100% charcoal pellets like those offered by Royal Oak can have up to 40% more energy density than standard wood pellets and are better used in moderation for accenting an established wood pellet fire, rather than as a primary fuel source.
Even as a small amount, these 100% charcoal pellets create potent smoke density to augment a fire that is primarily made up of wood pellets.
Blended wood pellets made by Louisiana Grills, Camp Chef, Pit Boss, and Kingsford incorporate a small percentage of wood fibers with the charcoal dust.
This helps reduce heat control problems while also leaving less unburned ash behind in the Traeger’s firepot.
It makes blended charcoal pellets a better choice for times when you want to use charcoal pellets as your Traeger’s primary fuel source.
Should You Use Charcoal Pellets in a Traeger?
You should only use charcoal pellets in a Traeger in moderation. It’s best to think of them as an accent to a fire that is primarily supported by high-quality wood pellets.
Charcoal pellets offer an intense smokiness, so a little goes a long way.
Using only a modest amount also reduces the amount of particulate matter in the auger shaft and hopper.
You should also note that pound for pound 100% pure charcoal pellets have 40% more energy output than standard wood pellets.
You will need to compensate for this when it comes to heat control.
An overly hot flame can easily damage sensitive internal components in a Traeger wood pellet grill.
What Charcoal Pellets Can Be Used in A Traeger?
Blended charcoal pellets with a small amount of hardwood fiber bound with the charcoal material tend to work better in a Traeger wood pellet grill, where you will be burning just charcoal pellets.
Whereas 100% charcoal pellets are better used for adding a charcoal accent to a largely wood pellet fire.
Though different brands have different characteristics to consider.
100% pure charcoal pellets from brands like Royal Oak have up to 40% more energy potential than standard wood pellets.
This can lead to thermal control issues, high-heat burn backs in the auger shaft, and even damage to a Traeger grill’s sensitive internal components.
This makes 100% pure charcoal pellets better served as an accent to a standard wood pellet fire.
Blended wood pellets from brands like Louisiana Grills, Camp Chef, Pit Boss, and Kingsford do burn a little hotter than standard wood pellets, but not with such damaging heat control issues.
They also tend to leave less unburned ash behind in the fire pot and less particulate matter in the auger shaft.
This makes them the better choice for times when you want to use charcoal pellets as the primary fuel in your Traeger grill.
Charcoal pellets offer some strong smoky flavors when they are used in a Traeger grill.
Though you have to be wise about the type of charcoal pellets you choose and how you use them.
100% pure charcoal pellets like you get from Royal Oak burn up to 40% hotter than typical wood pellets.

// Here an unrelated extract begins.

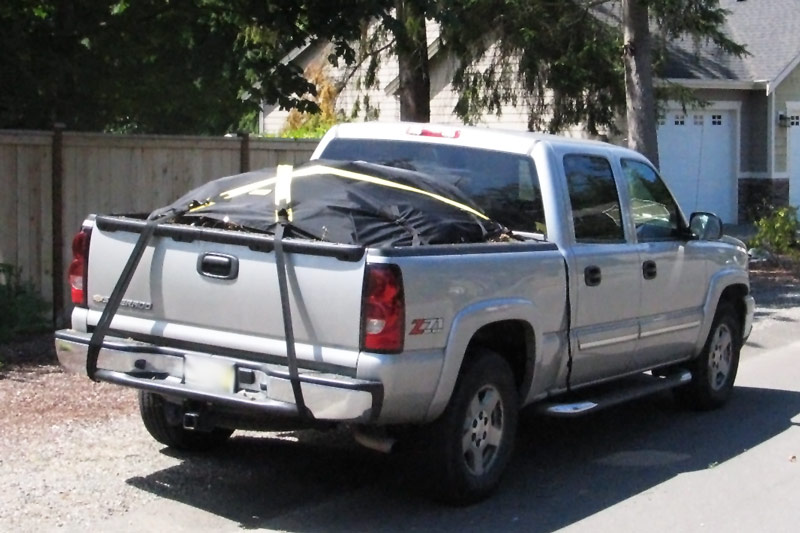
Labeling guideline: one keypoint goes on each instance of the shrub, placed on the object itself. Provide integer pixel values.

This can lead to serious thermal control issues.
They also have a lot more chemical binders and potential fillers that can leave unburned ash in your Traeger’s fire pot and increase the risk of burn back occurring in the auger shaft.

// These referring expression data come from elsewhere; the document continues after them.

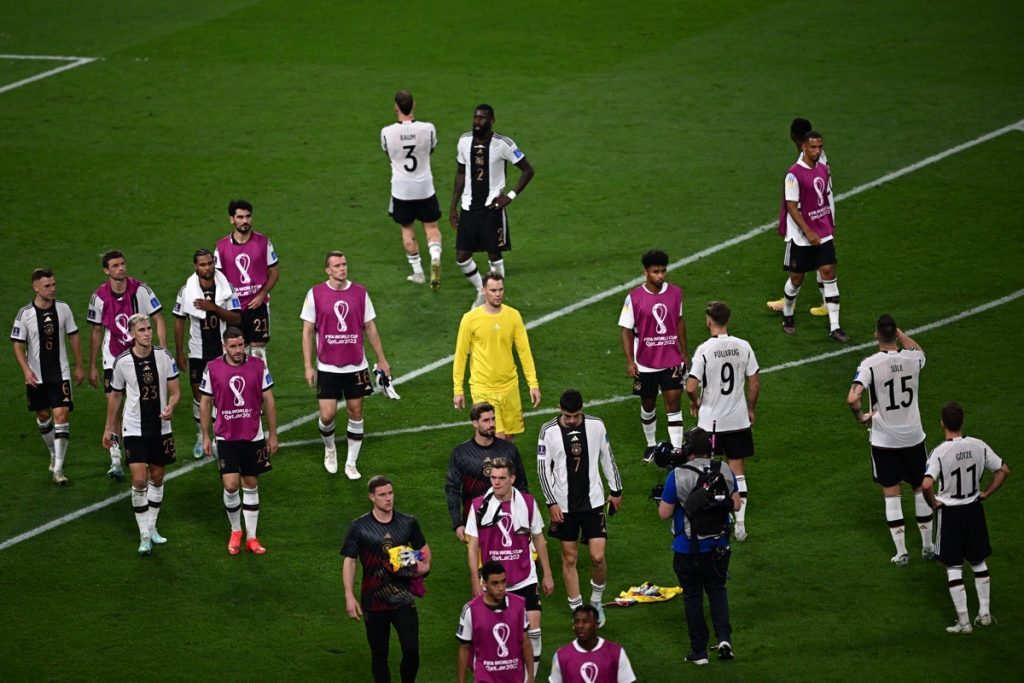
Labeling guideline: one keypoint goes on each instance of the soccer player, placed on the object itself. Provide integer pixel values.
(469, 467)
(240, 386)
(807, 222)
(715, 386)
(387, 595)
(798, 129)
(147, 378)
(492, 631)
(891, 377)
(110, 307)
(40, 348)
(409, 143)
(568, 452)
(590, 658)
(506, 525)
(482, 224)
(704, 568)
(249, 261)
(486, 335)
(339, 312)
(209, 304)
(654, 342)
(957, 464)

All of these factors make 100% charcoal pellets a better choice for accenting an established wood pellet fire, rather than a primary fuel source.
The potency and smoke density of the charcoal will go a long way with just a small volume added to the wood pellet hopper.
Blended wood pellets offered by brands like Louisiana Grills, Camp Chef, Pit Boss, and Kingsford mix in a portion of wood fibers with the charcoal.
This reduces the risk of thermal runaway and leaves less unburned ash behind in the Traeger’s firepot.
This makes them the better choice for times when you want to use charcoal pellets as your Traeger’s primary fuel source.
This article was written by Robert McCall, the founder of bbqdropout.com. Robert also owns and operates the BBQ dropout YouTube channel where he demonstrates his first-hand experience cooking all kinds of meats and strives to provide helpful, authoritative content for people looking how to barbecue.